Sunday, November 27, 2016

The Five Secrets You Must Discover Before You Die – John B. Izzo

Jika hidup anda tidak bahagia, sibukkan diri anda dengan membahagiakan orang lain, karena mementingkan diri sendiri tidak akan membuat anda bahagia. Kebahagiaan hanya akan datang jika anda menebar kasih sayang.

Juana (64 Tahun)

Lama sudah buku ini saya beli, baru minggu ini saya serius membacanya. Idenya unik, menggunakan 1000 lebih responden, yang diminta menunjukkan orang tua bijak (bahagia) yang mereka kenal, lalu para orang tua tersebut di seleksi ulang sampai sekitar 200 dengan rentang usia 60 sd 106 dan diperas lagi menjadi sekitar 50. Lalu intisari hidup mereka diklasifikasikan menjadi lima hal terpenting. Kelima hal ini lah yang diduga menjadi sebab kenapa mereka tetap terlihat bahagia di usia lanjut. 

Para orang tua ini ada yang berprofesi sebagai tukang cukur, sosok yang selamat dari holocaust, pebisnis, berbagai macam ras, dan juga berbagai macam agama. Izzo dan kedua orang rekannya lalu membuat kuesioner, melakukan wawancara dan merekam dalam video. Semua aktfitas ini  disajikan pula dalam serial TV, Five Things You Must Be Discovered Before You Die. 




Dalam salah satu kegiatan sebelum memulai buku ini, Izzo sebenarnya sudah menunjukkan minat besar pada rahasia hidup. Kegiatan tersebut misalnya membuat suatu rencana yang harus ditulis peserta, seandainya mereka hanya memiliki usia 6 bulan dari sekarang, apa prioritas yang harus segera mereka lakukan ?. Umumnya kelas kegiatan tersebut akan seketika menjadi hening.
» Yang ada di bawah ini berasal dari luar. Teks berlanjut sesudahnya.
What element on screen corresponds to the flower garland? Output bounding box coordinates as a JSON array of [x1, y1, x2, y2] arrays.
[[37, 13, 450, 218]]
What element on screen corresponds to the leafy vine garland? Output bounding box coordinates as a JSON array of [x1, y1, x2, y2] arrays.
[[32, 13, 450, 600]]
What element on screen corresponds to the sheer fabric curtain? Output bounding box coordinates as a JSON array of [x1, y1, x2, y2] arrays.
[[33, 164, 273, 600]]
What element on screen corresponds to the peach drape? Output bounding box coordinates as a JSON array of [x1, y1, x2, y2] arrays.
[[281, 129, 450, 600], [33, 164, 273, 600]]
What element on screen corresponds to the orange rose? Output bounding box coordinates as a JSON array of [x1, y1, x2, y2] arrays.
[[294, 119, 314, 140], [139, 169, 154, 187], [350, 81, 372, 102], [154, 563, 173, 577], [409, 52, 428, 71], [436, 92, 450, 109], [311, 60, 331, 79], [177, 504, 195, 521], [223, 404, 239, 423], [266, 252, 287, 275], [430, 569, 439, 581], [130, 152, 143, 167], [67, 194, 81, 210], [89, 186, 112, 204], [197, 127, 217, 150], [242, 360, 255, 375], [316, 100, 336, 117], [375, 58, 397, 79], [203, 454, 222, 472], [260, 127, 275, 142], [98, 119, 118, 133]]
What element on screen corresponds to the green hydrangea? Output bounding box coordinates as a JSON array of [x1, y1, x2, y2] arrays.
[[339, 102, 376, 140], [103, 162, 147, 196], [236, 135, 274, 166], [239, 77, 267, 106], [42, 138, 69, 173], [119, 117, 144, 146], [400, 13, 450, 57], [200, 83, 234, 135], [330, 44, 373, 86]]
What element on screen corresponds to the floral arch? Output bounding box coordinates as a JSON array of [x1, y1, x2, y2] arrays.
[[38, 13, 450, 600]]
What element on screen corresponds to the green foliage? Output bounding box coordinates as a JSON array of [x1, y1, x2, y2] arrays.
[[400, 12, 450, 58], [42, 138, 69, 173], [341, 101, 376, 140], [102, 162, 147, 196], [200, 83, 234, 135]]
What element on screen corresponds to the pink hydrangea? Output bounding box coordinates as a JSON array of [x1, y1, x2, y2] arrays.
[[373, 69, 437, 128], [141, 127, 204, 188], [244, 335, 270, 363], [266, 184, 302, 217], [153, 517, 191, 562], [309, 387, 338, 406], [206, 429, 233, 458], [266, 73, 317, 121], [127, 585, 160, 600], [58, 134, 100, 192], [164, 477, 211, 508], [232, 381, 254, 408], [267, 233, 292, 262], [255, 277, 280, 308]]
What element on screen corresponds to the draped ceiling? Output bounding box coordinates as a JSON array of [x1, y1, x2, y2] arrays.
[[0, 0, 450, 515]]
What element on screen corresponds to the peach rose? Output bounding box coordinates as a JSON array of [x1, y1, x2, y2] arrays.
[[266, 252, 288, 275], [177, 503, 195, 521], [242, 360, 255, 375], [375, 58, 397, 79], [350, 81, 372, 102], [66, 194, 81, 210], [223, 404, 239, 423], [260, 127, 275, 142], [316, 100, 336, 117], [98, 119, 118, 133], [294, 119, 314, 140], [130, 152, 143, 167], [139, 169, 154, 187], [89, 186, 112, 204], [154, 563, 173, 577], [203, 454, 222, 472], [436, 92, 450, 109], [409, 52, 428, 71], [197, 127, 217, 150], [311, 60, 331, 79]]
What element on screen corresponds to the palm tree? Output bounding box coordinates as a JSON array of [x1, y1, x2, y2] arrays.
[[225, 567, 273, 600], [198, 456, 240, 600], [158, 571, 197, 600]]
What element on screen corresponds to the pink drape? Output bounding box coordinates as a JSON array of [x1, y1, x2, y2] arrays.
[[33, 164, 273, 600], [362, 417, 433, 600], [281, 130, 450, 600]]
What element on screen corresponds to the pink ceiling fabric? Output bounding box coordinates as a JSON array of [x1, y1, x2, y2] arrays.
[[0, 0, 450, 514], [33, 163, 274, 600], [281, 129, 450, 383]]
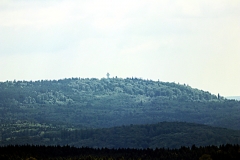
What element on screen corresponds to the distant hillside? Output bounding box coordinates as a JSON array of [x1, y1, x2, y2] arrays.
[[0, 77, 240, 129], [0, 122, 240, 149], [226, 96, 240, 101]]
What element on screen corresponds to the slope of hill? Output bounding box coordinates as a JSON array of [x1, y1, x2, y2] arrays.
[[226, 96, 240, 101], [0, 77, 240, 129], [0, 122, 240, 149]]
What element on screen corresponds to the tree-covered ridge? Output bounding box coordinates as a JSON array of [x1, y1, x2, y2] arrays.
[[0, 122, 240, 149], [0, 78, 222, 104], [0, 78, 240, 129]]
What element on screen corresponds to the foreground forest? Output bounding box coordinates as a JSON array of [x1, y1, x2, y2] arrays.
[[0, 144, 240, 160], [0, 122, 240, 149], [0, 77, 240, 148]]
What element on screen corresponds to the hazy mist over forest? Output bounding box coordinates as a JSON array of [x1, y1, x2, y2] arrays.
[[0, 0, 240, 96]]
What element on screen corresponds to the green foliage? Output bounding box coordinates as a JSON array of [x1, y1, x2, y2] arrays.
[[0, 78, 240, 129]]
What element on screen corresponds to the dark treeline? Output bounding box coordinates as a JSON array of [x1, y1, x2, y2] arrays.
[[0, 144, 240, 160], [0, 122, 240, 149]]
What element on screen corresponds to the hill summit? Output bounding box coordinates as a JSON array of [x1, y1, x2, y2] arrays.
[[0, 77, 240, 129]]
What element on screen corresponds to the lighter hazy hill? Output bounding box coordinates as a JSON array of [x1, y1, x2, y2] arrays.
[[226, 96, 240, 101], [0, 77, 240, 129]]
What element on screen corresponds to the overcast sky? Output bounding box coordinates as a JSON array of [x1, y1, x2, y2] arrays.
[[0, 0, 240, 96]]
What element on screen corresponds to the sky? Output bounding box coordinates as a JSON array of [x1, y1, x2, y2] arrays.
[[0, 0, 240, 96]]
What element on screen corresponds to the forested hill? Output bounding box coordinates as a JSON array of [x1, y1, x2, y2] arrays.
[[0, 77, 240, 129], [0, 122, 240, 149]]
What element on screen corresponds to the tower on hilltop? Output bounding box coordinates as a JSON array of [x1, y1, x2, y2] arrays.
[[106, 73, 110, 79]]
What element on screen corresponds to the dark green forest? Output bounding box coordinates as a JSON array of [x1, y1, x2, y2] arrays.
[[0, 77, 240, 148], [0, 144, 240, 160], [0, 122, 240, 149]]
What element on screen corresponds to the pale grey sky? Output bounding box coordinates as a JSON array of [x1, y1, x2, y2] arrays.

Salah satu yang menjadi prioritas ternyata adalah memaaafkan atau meminta maaf, cukup banyak peserta yang ternyata bermusuhan entah dengan anaknya atau malah orang tuanya dan sudah bertahun-tahun tanpa komunikasi. 
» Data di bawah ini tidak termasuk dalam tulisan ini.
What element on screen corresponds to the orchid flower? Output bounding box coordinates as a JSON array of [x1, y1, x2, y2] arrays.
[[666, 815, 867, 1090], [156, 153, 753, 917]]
Izzo juga mengisahkan kembali kisah kakek suku Indian Navajo tentang dua serigala yang terus menerus bertarung dalam diri kita. Serigala pertama berkarakter buas, tamak, congkak, pemalas, dan banyak sikap negatif lainnya. Serigala kedua adalah sosok bahagia, penuh kedamaian, pemaaf, penuh kepedulian, dan banyak sikap baik lainnya. Cucu bertanya, “Kakek, serigala mana yang akhirnya menang ?”, “Serigala yang kau beri makan” jawab kakeknya. 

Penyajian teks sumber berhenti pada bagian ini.